Education : Le coup de gueule d’Ali Bongo Ondimba contre les enseignants grévistes

mardi 18 septembre 2018 Politique


Dressant le week-end dernier, un bilan peu flatteur de l’éducation nationale, le Président de la République, Ali Bongo Ondimba, n’a pas manqué de jeter l’opprobre sur le corps enseignant qu’il considère être l’un des artisans de la dégradation du système scolaire gabonais au regard des revendications incessantes malgré les salaires confortables dont bénéficient certains enseignants et des avantages liés à leur fonction.

Annoncé le 16 août dernier, la veille du 58e anniversaire de l’indépendance du Gabon par le Président de la République lors de son discours de circonstance puis, analysé par le Professeur Patrick Toufick Mouguiama Daouda, coordonnateur général des travaux de l’étude sur la situation de l’éducation au Gabon, a donné lieu à un rapport de la Task Force sur l’éducation officiellement remis vendredi 14 septembre au Président de la République. Non encore diffusé, le bref bilan du contenu de ce rapport dresse un constat marqué par le niveau alarmant de dégradation de l’enseignement au Gabon. Redoublement, orientation, décrochage scolaire et résultat final du baccalauréat, le rapport final du Professeur montre une tendance générale à la baisse des indicateurs de performances scolaires. Cette tendance s’applique aussi bien aux cycles primaire, secondaire qu’à l’université.

En classe de 6e notamment, le taux de redoublement est évalué à environ 50% sur l’ensemble du territoire. Au cycle secondaire, seul 4% des élèves optent pour l’enseignement technique. Et en 2018, à peine 19% des bacheliers ont porté leur choix sur des filières techniques et scientifiques malgré le nouveau positionnement économique du Gabon en faveur de l’industrialisation. Cette tendance tend à avoir une répercussion sur le chômage galopant actuel mais peut aussi s’expliquer par bien des facteurs comme le manque d’une véritable culture nationale scientifique et des infrastructures de base. Chaque année, on note un taux de décrochage scolaire d’environ 40% des élèves du premier cycle.

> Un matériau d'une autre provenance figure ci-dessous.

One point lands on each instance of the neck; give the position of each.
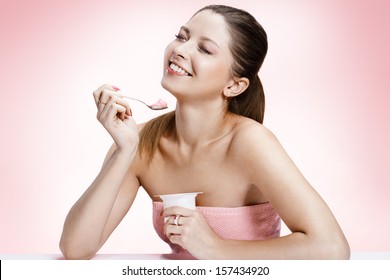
(197, 125)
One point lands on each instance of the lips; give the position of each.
(177, 69)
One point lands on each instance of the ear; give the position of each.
(235, 87)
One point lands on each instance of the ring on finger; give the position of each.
(176, 220)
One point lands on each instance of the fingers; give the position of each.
(104, 92)
(110, 104)
(177, 210)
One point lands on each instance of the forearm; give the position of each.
(294, 246)
(86, 221)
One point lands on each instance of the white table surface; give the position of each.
(354, 256)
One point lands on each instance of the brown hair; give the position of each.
(248, 46)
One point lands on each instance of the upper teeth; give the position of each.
(178, 69)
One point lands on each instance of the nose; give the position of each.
(183, 50)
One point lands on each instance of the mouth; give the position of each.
(178, 70)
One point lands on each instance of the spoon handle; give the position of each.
(132, 98)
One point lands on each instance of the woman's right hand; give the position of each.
(114, 113)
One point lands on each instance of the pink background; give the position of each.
(326, 81)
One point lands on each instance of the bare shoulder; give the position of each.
(251, 138)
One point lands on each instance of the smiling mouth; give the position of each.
(178, 70)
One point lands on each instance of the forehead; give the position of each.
(210, 25)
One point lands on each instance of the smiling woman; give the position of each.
(211, 68)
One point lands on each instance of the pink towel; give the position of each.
(255, 222)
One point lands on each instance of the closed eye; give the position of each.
(180, 37)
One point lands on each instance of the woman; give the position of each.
(215, 143)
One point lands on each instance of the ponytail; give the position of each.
(250, 103)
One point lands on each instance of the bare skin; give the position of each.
(233, 160)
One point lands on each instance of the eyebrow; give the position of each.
(203, 38)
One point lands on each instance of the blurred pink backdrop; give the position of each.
(326, 82)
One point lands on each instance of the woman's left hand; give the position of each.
(189, 229)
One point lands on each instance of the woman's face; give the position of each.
(197, 64)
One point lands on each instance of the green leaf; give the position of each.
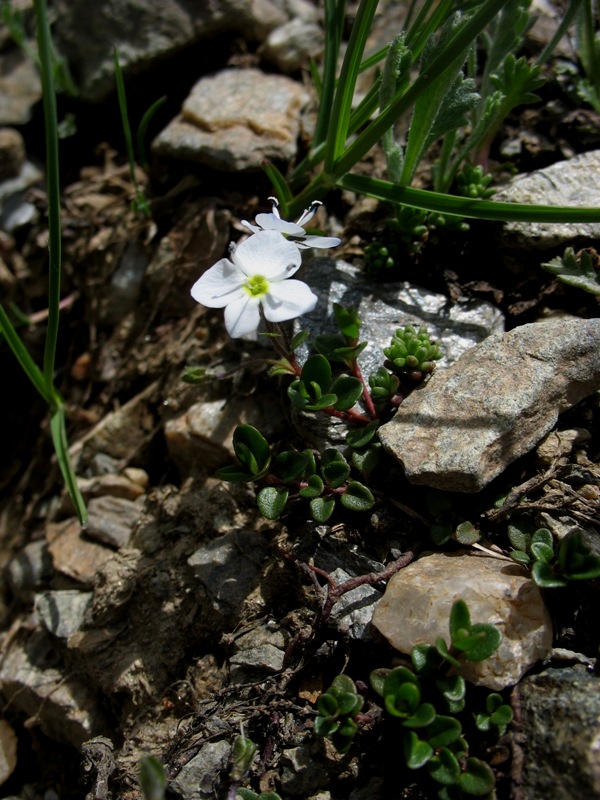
(482, 642)
(442, 649)
(348, 391)
(357, 497)
(321, 508)
(377, 679)
(443, 767)
(542, 552)
(271, 501)
(325, 725)
(466, 533)
(425, 658)
(443, 731)
(314, 488)
(325, 401)
(334, 468)
(423, 716)
(153, 781)
(251, 448)
(327, 705)
(416, 751)
(366, 458)
(478, 778)
(317, 370)
(459, 619)
(234, 474)
(347, 321)
(298, 339)
(403, 701)
(545, 577)
(243, 751)
(453, 688)
(290, 465)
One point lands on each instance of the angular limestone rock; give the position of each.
(235, 119)
(462, 428)
(561, 729)
(415, 609)
(566, 183)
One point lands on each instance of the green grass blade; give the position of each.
(28, 365)
(465, 35)
(342, 103)
(54, 233)
(334, 24)
(466, 207)
(61, 445)
(143, 127)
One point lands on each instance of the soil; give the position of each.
(147, 603)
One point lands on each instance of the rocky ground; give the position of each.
(180, 616)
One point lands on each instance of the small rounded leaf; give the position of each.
(271, 501)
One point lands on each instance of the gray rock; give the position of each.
(142, 33)
(66, 710)
(62, 612)
(415, 609)
(8, 750)
(301, 774)
(235, 119)
(257, 653)
(229, 568)
(20, 87)
(469, 422)
(560, 710)
(112, 520)
(566, 183)
(30, 567)
(292, 45)
(384, 307)
(200, 777)
(201, 438)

Bien que conscient de la responsabilité du gouvernement dans cet échec du fait de l’inexistence d’une « politique » nationale éducative efficiente, le Président de la République ne manque pas moins de pointer un doigt accusateur en direction des enseignants grévistes.« Quand on voit les revendications continuelles d’un certain nombre d’enseignants pour ce genre de résultats, mais j’aurai honte en tant qu’enseignant ! J’aurai honte que dans ma classe, la moitié échoue ! » a fustigé le Président de la République . Pour lui, de tels résultats ne sont pas corolaires à leurs revendications surtout au regard des salaires dont bénéficient certains. « Je ne devrais pas réclamer comme je le fais alors que dans la fonction publique je suis parmi les mieux payés pour ce résultat-là  », a-t-il ajouté à l’occasion de la cérémonie de remise du rapport final sur l’état de l’éducation au Gabon.

Depuis quelques années en effet, les années scolaires sont rythmées au Gabon par des grèves à répétition déclenchées par les syndicats de l’éducation nationale regroupés au sein de la Confédération syndicale Dynamique Unitaire (DU) dont le Président est Jean Remy Yama, qui revendiquent des fondamentaux inhérents au fonctionnement d’une école comme des salles de classes, des bibliothèques… et des meilleurs conditions de traitement salarial. Ces revendications qui mettent en opposition le gouvernement et les partenaires sociaux débouchent souvent sur des grèves de longues durées qui au final pénalisent l’équilibre des années scolaires, par l’arrêt intempestif des cours. Avec les mesures d’austérités prises par le gouvernement en juin dernier, les mêmes syndicats ont promis boycotter l’année scolaire à venir. Depuis l’annonce de cette décision, ces derniers ne manquent pas de multiplier des actions pour dire « Non » à ces mesures. Le gouvernement attentif à leurs actions de lutte sur le terrain observe le moindre mouvement. Ces signaux sont peut-être le spectre d’un énième trouble d’un secteur vital comme celui de l’éducation.